Fifí, ciudadano francés, oriundo de París, se quedó allá en Santo Domingo, el país de su padre, por asuntos políticos. Se quedó con su hermanito de catorce años, Papinet. Su padre murió en 1941 de un infarto, sin duda nutrido de las persecuciones incesantes de Trujillo. Su madre, mi tía Marthe, no aguantó más, por cierto nunca aguantó la República Dominicana a donde llegó en 1928. Fifí le regaló un viaje ida y regreso tres meses a Francia, en 1948. Ella se quedó en París en la casa de mi abuela, su hermana, donde Loulou, su segundo hijo, estaba ya realizando sus estudios de medicina. Mi tía Marthe no tomó el vuelo de regreso a República Dominicana, ni volvió a ver a su hijo Fifí.
¿La ignorancia de nuestros objetos culturales no se detiene seguido en un rechazo del duelo de nuestros propios objetos perdidos? Con toda franqueza, no habría sabido nada de Trujillo si no fuera por la novela extremadamente documentada para mantener vivo a Fifí Pastoriza, ocultos el dolor y la ambivalencia familiar. Pero al hacerlo, al esquivar el duelo de mis objetos perdidos, yo mantenía ignorada la herencia que tengo y el hecho de que la relación con el objeto no estaría fundada sin el parricidio.

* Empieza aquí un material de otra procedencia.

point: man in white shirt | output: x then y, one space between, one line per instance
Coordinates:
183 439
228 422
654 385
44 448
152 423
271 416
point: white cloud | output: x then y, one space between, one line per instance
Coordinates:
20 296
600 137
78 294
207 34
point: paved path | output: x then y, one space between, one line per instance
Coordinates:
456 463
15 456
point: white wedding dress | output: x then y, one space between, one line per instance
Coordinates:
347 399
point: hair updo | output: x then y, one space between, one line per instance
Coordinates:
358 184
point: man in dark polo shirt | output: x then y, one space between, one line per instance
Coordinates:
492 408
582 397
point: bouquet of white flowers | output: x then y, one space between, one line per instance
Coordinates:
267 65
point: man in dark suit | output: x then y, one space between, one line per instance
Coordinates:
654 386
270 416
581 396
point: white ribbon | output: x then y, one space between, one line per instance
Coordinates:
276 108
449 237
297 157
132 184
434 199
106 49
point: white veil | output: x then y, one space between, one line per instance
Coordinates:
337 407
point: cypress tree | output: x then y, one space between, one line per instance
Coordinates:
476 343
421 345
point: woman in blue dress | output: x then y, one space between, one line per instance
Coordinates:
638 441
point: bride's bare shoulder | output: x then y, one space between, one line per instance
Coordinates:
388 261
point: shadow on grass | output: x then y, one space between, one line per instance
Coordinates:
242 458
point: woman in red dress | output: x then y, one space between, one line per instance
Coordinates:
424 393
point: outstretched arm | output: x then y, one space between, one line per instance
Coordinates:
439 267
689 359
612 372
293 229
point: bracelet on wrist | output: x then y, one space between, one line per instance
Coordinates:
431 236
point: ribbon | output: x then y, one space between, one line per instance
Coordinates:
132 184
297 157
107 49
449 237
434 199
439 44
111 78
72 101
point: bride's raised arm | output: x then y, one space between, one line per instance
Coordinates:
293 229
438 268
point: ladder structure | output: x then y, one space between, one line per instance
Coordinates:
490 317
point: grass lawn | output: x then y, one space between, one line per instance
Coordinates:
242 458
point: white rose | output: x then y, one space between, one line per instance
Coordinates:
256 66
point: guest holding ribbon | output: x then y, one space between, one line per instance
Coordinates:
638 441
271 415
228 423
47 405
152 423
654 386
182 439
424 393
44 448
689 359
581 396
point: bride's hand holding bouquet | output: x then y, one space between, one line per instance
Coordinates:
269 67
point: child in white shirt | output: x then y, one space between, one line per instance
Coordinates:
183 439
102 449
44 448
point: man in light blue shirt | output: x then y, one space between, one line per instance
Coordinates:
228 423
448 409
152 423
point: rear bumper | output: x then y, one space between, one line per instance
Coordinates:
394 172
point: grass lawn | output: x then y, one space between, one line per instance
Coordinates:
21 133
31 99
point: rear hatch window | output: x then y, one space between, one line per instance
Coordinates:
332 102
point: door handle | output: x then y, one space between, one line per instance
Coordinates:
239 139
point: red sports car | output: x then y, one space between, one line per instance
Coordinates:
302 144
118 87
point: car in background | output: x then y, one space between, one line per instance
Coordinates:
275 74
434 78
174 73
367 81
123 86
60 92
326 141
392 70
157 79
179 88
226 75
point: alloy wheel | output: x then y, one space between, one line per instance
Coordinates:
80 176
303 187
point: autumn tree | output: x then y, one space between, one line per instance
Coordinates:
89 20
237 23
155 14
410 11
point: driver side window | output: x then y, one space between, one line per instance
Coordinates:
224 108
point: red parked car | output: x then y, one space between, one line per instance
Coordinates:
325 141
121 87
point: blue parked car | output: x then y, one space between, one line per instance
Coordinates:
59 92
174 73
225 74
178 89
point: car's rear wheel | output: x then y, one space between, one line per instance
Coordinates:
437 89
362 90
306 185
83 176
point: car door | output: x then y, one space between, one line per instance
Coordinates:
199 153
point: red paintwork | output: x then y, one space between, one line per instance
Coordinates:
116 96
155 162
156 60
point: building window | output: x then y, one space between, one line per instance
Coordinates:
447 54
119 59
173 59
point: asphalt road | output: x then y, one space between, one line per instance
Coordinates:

Al final de esta lectura, de todo lo que sabía sin querer recordarlo, se agregó lo que no sabía, pero que hubiera debido deducir de lo que sabía si me hubiera acordado. Fifí Pastoriza y sus acólitos estuvieron salvajemente torturados en la Cuarenta por el hijo de Trujillo en persona, Ramfis, encarnación de la corrupción y del salvajismo. Fueron denunciados por el chofer de Trujillo padre y no lograron el atentado. El golpe de Estado no funcionó como lo habían previsto, pues el general Roman estaba también seguramente ligado al jefe por el odio y el deseo de ver su cadáver solamente por la sangre filial y el miedo de tomarle el poder. Fifí no pudo beneficiarse de la protección que la nacionalidad francesa por su madre le debería de haber concedido, porque no se había acercado antes a la embajada francesa de Santo Domingo, la cual, en pánico, después del atentado, no le otorgó asilo. Los seis acusados de la muerte de Trujillo, entre los cuales está Fifí Pastoriza, fueron misteriosamente transferidos de una prisión a otra para una supuesta reconstitución del crimen, y a pesar de la alerta general de las altas instancias del nuevo gobierno de la República Dominicana y de la prensa internacional, no se pudo hacer nada: los seis fueron asesinados durante este desplazamiento oficial, sin que jamás se hiciera justicia. La tiranía reinó sobre la vida y sobre la muerte de Fifí Pastoriza.
Levantar el velo de mi ignorancia, decir el fruto de mi descubrimiento: hacer justicia. ~
Traducido del francés por Fernanda Ballesteros.